Using the sine law in $BCP$ and $BCL$ we get $$CP=\frac{BC\sin \phi }{\sin \alpha }=\frac{a\sin \phi }{\sin \alpha },$$ $$BL=\frac{BC\sin (\beta -\phi )}{\sin (90^{\circ }+\alpha )}=\frac{a\cos (\alpha +\phi )}{\cos \alpha }.$$ Then $$\begin{gathered} PL=BP-BL=c\sin (\alpha +\phi )-\frac{a\cos (\alpha +\phi )}{\cos \alpha }= \\ =\frac{c\sin (\alpha +\phi )\cos \alpha -c\sin \alpha \cos (\alpha +\phi )}{\cos \alpha }=\frac{c\sin \phi }{\cos \alpha }. \end{gathered}$$ $$KL=\frac{PL}{\sin \alpha }=\frac{c\sin \phi }{\sin \alpha \cos \alpha }.$$

$$\frac{S_{KLB}}{S_{APC}}=\frac{\frac{1}{2}BL\cdot KL\cdot \sin (90^{\circ }+\alpha )}{\frac{1}{2}AP\cdot CP\cdot \sin (90^{\circ }+\alpha )}=\frac{BL\cdot KL}{AP\cdot CP}=\frac{\frac{a\cos (\alpha +\phi )}{\cos \alpha }\cdot \frac{c\sin \phi }{\sin \alpha \cos \alpha }}{c\cos (\alpha +\phi )\cdot \frac{a\sin \phi }{\sin \alpha }}=\frac{1}{{\cos }^2\alpha },$$ and $\alpha$ is clearly independent on the choice of the point $P$.

Remark.
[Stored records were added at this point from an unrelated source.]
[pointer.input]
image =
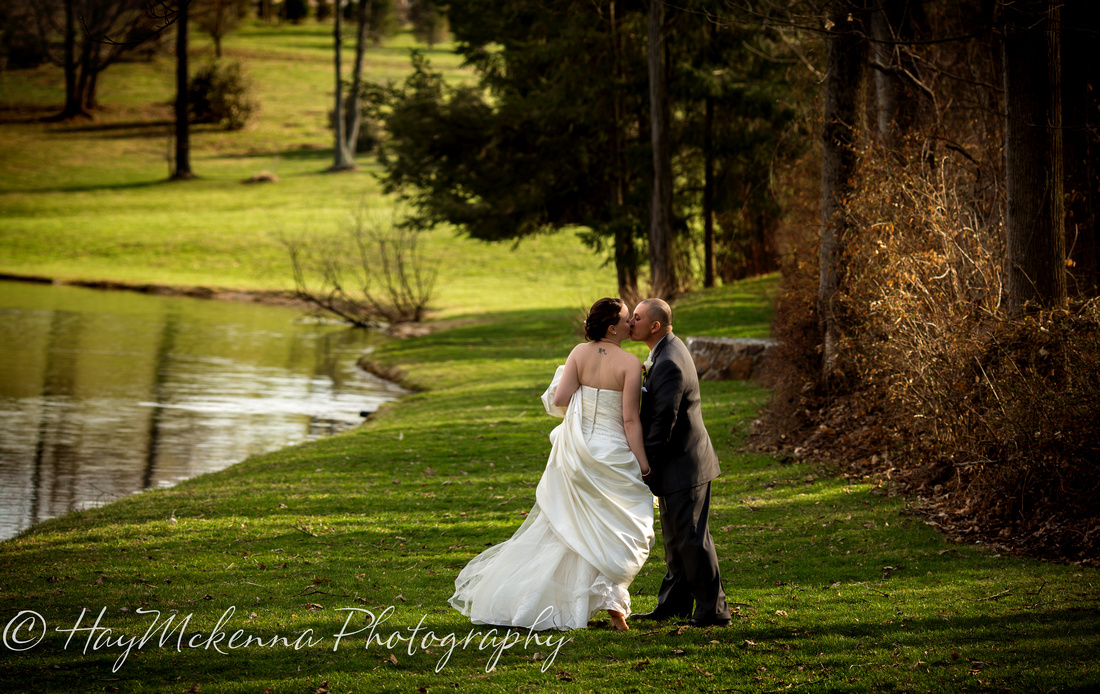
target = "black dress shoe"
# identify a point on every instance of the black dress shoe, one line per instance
(710, 621)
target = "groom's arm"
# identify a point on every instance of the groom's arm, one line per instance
(666, 390)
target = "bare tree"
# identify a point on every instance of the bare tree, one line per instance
(84, 37)
(661, 260)
(376, 271)
(354, 95)
(183, 169)
(1033, 157)
(845, 76)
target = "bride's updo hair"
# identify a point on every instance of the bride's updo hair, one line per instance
(603, 315)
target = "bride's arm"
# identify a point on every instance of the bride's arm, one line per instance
(570, 381)
(631, 422)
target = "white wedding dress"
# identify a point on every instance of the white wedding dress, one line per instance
(584, 540)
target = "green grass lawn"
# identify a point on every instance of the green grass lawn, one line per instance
(837, 586)
(90, 200)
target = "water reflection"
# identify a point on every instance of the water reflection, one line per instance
(103, 394)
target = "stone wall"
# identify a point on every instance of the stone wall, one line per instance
(729, 359)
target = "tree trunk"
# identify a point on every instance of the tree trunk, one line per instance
(626, 254)
(887, 80)
(183, 105)
(74, 98)
(844, 87)
(362, 36)
(710, 265)
(1033, 156)
(340, 158)
(1080, 110)
(661, 261)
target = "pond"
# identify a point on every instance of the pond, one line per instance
(103, 394)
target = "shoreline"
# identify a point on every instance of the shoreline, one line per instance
(268, 297)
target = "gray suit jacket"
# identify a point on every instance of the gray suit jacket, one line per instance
(677, 443)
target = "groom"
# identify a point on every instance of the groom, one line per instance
(682, 463)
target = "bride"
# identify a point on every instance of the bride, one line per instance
(592, 525)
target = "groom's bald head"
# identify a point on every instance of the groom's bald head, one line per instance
(650, 321)
(658, 310)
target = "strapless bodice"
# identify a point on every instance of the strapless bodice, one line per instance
(602, 414)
We can shorten the previous solution by noticing that from the angles we have a pair of similar triangles $BLC$, $APC$ (Fig. 4). Then $BL/AP=LC/PC$ and the desired ratio can be expressed as $$ \frac{S_{KLB}}{S_{APC}} = \frac{BL \cdot KL}{AP \cdot CP} = \frac{LC \cdot KL}{PC^2}.